La mécanique subtile du FMI face à la dette cachée du Sénégal

Par Cheikhou Oumar Sy, ancien parlementaire – Président de l’OSIDEA

La révélation par les nouvelles autorités sénégalaises d’une dette cachée de près de 7 milliards de dollars a provoqué un séisme politique, économique et social. Mais au-delà du choc, c’est l’attitude du FMI – prudente, graduelle, parfois ambiguë – qui mérite une lecture attentive. Car derrière le vernis technocratique, une véritable stratégie de communication maîtrisée s’est déployée, guidée moins par la vérité que par la préservation de l’image de l’institution.

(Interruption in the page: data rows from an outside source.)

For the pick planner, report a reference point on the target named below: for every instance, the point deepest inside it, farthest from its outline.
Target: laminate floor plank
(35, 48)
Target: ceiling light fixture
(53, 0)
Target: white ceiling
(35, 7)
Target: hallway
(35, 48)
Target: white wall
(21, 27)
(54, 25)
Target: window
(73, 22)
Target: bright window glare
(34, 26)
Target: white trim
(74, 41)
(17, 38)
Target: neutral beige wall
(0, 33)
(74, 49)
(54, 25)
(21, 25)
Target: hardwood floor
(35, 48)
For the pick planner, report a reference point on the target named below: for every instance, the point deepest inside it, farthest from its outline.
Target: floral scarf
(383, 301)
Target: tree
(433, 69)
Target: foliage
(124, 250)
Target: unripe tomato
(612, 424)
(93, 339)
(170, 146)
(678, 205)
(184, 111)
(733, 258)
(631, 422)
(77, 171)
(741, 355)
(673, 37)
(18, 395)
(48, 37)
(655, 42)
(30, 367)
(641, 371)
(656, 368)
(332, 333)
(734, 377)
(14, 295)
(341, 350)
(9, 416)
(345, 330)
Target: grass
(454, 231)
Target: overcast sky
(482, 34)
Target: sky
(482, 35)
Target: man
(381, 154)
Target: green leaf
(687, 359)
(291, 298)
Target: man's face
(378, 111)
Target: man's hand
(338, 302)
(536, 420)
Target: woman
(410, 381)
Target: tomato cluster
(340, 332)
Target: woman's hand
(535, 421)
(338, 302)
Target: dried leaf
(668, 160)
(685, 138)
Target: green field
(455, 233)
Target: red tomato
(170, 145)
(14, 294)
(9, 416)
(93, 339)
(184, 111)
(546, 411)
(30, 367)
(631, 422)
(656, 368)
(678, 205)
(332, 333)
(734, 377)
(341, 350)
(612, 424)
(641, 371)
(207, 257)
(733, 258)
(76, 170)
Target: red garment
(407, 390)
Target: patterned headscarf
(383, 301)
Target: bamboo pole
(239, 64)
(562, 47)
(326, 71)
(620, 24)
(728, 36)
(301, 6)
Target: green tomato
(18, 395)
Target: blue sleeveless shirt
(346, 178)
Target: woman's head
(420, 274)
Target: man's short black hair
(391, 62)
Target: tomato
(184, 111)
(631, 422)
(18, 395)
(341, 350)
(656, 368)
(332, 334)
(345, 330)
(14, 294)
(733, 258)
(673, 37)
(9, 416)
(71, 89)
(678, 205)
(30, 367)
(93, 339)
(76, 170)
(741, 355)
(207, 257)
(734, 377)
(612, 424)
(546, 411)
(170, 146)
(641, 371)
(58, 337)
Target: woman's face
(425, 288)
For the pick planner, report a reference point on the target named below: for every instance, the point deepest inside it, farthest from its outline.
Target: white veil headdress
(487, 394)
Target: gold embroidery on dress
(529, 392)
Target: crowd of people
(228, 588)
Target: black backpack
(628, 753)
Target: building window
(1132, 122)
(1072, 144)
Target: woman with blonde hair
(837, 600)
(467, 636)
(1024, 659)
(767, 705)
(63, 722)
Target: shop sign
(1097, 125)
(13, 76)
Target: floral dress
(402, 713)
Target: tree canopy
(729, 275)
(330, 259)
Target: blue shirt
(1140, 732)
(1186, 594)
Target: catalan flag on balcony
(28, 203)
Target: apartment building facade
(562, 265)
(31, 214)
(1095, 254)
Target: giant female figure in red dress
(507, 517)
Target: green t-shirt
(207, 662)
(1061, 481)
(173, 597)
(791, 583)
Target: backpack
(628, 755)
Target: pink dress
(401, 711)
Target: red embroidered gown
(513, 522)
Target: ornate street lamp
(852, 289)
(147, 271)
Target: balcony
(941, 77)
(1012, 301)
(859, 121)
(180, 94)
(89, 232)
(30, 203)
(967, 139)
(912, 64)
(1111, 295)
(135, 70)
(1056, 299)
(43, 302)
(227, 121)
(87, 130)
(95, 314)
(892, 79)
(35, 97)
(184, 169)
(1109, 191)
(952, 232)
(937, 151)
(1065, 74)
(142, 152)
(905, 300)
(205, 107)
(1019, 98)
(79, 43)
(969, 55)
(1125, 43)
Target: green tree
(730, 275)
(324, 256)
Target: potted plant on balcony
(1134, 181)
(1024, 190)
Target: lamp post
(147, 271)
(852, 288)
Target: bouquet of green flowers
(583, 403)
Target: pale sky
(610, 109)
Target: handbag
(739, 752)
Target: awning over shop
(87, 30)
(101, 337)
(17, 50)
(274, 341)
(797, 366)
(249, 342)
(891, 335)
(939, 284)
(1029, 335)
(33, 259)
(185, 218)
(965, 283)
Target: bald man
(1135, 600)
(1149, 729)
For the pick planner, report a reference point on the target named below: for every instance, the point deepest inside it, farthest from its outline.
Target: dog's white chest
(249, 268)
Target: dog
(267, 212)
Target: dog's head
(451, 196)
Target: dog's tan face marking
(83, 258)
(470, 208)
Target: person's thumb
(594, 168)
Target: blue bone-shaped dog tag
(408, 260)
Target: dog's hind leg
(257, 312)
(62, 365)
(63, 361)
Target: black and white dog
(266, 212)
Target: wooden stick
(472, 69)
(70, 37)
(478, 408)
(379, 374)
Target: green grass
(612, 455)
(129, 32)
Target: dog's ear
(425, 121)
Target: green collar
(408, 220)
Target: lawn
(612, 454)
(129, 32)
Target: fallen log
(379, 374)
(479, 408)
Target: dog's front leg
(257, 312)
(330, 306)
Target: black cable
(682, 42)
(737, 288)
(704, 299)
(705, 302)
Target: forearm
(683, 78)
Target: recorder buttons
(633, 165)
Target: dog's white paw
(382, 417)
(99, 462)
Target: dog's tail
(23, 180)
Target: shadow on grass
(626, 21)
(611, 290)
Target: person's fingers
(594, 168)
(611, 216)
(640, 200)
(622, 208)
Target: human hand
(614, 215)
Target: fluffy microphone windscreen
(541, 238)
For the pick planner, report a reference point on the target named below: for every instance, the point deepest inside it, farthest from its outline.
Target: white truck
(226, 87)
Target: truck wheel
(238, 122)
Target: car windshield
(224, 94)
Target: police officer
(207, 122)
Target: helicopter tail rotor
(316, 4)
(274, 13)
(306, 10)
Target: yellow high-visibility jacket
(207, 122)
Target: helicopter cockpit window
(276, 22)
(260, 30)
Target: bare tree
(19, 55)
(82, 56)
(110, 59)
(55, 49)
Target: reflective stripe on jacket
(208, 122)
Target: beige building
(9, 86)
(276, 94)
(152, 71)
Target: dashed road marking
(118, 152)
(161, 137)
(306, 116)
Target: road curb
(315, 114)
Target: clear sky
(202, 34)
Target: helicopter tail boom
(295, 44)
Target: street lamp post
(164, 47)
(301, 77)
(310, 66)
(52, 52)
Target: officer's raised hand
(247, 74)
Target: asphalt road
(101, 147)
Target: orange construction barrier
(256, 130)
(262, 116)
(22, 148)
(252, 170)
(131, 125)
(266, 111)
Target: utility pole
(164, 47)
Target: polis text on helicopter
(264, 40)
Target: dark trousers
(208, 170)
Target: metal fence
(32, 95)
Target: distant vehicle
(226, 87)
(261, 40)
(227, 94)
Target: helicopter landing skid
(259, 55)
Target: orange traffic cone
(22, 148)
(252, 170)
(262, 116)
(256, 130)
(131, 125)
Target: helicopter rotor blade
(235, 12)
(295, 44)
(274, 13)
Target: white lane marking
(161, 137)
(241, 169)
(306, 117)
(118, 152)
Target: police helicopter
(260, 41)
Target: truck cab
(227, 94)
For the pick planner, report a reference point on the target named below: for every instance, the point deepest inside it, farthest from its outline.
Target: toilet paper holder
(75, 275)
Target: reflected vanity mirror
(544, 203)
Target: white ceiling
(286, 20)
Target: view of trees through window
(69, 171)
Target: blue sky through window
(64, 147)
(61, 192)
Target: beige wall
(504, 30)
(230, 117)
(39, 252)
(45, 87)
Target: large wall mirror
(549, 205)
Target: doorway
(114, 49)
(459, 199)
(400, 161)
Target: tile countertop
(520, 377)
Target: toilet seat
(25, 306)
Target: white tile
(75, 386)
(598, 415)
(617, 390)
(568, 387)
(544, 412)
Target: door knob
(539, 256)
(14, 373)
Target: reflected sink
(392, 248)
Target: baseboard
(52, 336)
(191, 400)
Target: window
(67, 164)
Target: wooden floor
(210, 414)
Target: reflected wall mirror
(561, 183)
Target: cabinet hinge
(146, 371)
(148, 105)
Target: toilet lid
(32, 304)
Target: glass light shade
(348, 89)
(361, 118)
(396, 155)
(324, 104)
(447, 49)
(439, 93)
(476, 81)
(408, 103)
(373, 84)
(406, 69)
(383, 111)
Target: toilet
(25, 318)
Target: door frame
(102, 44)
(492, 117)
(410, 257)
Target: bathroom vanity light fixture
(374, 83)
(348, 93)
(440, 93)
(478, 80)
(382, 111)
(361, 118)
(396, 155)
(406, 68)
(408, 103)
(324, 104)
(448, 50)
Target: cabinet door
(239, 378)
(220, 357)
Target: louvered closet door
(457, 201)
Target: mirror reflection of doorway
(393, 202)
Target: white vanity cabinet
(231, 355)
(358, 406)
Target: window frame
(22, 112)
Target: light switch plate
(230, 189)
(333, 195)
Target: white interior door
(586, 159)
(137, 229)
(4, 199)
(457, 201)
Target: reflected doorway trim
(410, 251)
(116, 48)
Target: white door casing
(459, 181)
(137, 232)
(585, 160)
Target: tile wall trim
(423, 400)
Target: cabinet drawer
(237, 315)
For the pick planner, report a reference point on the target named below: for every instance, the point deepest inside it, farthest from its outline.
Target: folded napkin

Tout commence par une prudence calculée. Au moment où Dakar dévoile l’ampleur de cette dette dissimulée, le FMI adopte un langage feutré : « préoccupation », « clarification nécessaire », « informations supplémentaires ». Une manière subtile de gagner du temps et, surtout, d’éviter toute remise en cause de ses propres mécanismes de surveillance, pourtant mis à contribution pendant toute la décennie précédente.
Mais la pression de l’opinion publique et l’ampleur des interrogations obligent l’institution à avancer. S’ensuit alors une cascade de missions dépêchées au Sénégal pour “comprendre”. Ce déploiement, en apparence technique, a un effet immédiat : dépolitiser le scandale, le transformer en dossier comptable, et offrir au FMI un espace pour repositionner son récit.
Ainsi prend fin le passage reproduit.